One person was killed by a falling tree amid a high wind event in western Washington, according to KOMO-TV in Seattle. The news station said the victim, a man in his 30s, had been clearing a driveway of storm debris along the Key Peninsula Highway in Pierce County, located southwest of Seattle. At one point more than 120,000 were without power, according to the news station.

Around Seattle, a tree said to be 200 years old was toppled and fell onto a parked car and lifted up concrete that covered its roots. No injuries were reported, KOMO-TV said.

Additionally, a 737 pilot reported being struck by lightning at an elevation of 18,000 feet near Seattle, according to KOMO-TV. No damage to the plane was reported.

The storm that triggered the fierce winds was part of the same weather system that also brought drenching rain and high-country snow in the Northwest.

Now, forecasters said as the system pivots eastward, winds will continue to howl over a 700,000-square-mile area of the Rockies and Plains into Wednesday night as a storm marking the leading edge of colder air slices across the northern tier of the central United States.

Frequent wind gusts ranging from 40 to 70 mph are in store from Idaho and Montana to the Dakotas, Wyoming, Colorado, western Nebraska and northeastern Utah.
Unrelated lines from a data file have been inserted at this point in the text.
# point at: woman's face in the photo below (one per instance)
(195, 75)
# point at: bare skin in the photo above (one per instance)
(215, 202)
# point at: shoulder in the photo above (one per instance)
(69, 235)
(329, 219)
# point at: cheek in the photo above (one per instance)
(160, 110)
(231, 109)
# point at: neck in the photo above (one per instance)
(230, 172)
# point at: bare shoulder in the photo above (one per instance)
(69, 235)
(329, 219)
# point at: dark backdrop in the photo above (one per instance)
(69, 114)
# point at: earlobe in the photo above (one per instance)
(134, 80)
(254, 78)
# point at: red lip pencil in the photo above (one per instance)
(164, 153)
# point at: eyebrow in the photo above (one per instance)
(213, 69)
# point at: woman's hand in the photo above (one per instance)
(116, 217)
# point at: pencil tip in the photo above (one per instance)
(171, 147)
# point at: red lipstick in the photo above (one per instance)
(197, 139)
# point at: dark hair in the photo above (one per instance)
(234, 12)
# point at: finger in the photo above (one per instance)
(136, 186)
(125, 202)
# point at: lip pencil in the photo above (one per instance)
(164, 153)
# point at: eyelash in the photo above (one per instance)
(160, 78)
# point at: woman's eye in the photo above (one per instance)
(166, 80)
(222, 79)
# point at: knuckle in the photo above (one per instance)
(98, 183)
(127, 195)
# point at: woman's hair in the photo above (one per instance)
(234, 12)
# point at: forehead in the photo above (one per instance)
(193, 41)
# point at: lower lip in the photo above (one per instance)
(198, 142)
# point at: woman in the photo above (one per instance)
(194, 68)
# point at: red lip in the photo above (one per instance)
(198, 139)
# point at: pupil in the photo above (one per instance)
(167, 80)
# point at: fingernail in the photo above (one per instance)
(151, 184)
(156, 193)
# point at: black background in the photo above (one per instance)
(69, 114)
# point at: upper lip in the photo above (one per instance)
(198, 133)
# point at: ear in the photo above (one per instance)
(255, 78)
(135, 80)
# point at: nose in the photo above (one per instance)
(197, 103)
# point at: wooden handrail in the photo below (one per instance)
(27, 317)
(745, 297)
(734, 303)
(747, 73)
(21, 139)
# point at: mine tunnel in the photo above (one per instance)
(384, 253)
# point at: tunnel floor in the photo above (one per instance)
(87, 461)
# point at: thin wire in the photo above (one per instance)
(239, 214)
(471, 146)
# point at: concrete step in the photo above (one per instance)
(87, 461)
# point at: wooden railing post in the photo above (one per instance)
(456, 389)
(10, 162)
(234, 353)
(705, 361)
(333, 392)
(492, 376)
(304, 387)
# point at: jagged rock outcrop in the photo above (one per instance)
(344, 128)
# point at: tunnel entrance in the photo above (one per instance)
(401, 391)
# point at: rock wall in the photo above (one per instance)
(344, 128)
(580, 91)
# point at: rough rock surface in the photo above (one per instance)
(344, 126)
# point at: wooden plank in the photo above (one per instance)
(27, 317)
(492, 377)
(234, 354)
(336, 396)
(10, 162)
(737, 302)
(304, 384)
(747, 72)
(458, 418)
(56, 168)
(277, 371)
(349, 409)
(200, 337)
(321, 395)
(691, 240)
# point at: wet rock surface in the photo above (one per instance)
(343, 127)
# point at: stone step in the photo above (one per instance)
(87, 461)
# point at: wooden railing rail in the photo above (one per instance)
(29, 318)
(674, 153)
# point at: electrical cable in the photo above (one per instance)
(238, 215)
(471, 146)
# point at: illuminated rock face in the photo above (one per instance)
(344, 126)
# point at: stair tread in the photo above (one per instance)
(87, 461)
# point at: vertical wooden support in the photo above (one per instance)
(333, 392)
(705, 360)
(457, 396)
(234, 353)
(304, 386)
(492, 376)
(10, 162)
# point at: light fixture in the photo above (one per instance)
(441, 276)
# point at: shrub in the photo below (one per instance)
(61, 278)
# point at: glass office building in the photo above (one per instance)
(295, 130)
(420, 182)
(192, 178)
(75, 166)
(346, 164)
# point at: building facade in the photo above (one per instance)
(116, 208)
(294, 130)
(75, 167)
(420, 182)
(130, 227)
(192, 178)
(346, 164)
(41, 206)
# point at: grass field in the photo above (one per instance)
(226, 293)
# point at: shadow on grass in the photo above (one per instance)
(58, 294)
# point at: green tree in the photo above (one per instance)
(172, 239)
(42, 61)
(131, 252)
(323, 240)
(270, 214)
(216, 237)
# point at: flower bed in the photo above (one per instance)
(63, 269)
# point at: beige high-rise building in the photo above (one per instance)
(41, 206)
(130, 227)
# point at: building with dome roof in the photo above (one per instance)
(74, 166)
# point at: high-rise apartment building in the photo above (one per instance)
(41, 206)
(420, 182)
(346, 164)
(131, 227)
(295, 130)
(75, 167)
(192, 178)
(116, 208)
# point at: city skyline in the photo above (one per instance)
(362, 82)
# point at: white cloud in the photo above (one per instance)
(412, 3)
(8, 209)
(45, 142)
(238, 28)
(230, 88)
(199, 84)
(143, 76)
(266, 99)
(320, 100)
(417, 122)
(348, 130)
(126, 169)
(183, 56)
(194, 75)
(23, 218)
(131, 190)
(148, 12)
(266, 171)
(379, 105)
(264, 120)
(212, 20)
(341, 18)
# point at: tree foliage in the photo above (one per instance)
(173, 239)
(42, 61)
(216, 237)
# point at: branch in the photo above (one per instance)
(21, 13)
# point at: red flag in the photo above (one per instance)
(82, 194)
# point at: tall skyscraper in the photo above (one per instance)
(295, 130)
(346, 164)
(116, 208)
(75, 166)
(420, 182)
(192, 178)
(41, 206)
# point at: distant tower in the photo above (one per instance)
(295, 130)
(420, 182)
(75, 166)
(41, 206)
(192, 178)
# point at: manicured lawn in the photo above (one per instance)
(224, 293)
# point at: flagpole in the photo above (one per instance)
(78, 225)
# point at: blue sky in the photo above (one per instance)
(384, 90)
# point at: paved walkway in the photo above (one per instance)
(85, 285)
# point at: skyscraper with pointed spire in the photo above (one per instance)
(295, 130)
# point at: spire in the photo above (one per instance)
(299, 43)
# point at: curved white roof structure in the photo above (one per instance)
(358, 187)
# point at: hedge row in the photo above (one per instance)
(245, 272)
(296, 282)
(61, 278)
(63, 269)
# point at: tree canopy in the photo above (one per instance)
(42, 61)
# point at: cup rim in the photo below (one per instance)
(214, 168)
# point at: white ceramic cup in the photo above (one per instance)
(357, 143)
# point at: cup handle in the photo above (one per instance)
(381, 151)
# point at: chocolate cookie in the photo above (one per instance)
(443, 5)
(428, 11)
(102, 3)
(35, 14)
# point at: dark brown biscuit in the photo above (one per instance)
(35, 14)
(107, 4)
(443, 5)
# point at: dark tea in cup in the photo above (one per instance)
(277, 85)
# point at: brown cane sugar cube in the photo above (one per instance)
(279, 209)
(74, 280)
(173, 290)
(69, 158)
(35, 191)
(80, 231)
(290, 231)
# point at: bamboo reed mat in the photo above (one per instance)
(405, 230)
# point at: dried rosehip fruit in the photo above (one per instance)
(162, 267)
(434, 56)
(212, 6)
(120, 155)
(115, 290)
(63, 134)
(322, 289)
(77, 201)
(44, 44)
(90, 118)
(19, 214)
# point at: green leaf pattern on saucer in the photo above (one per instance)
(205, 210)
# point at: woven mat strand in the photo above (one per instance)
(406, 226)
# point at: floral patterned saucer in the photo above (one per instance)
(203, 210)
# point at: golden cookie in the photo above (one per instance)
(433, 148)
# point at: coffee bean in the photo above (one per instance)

An AccuWeather Local StormMax™ wind gust of 90 mph is anticipated through the passes and along the eastern slopes of the mountains in Wyoming and Colorado.

Gusts as high as 83 mph were reported near Centennial, Wyoming, during Tuesday night, according to the National Weather Service (NWS). In central and western Montana, gusts frequented 60 to 70 mph Tuesday night and early Wednesday morning.

"Winds this strong can create dangerous conditions on the highways with high-profile vehicles, such as trucks and campers, which are at great risk for rolling over," AccuWeather Meteorologist Randy Adkins said.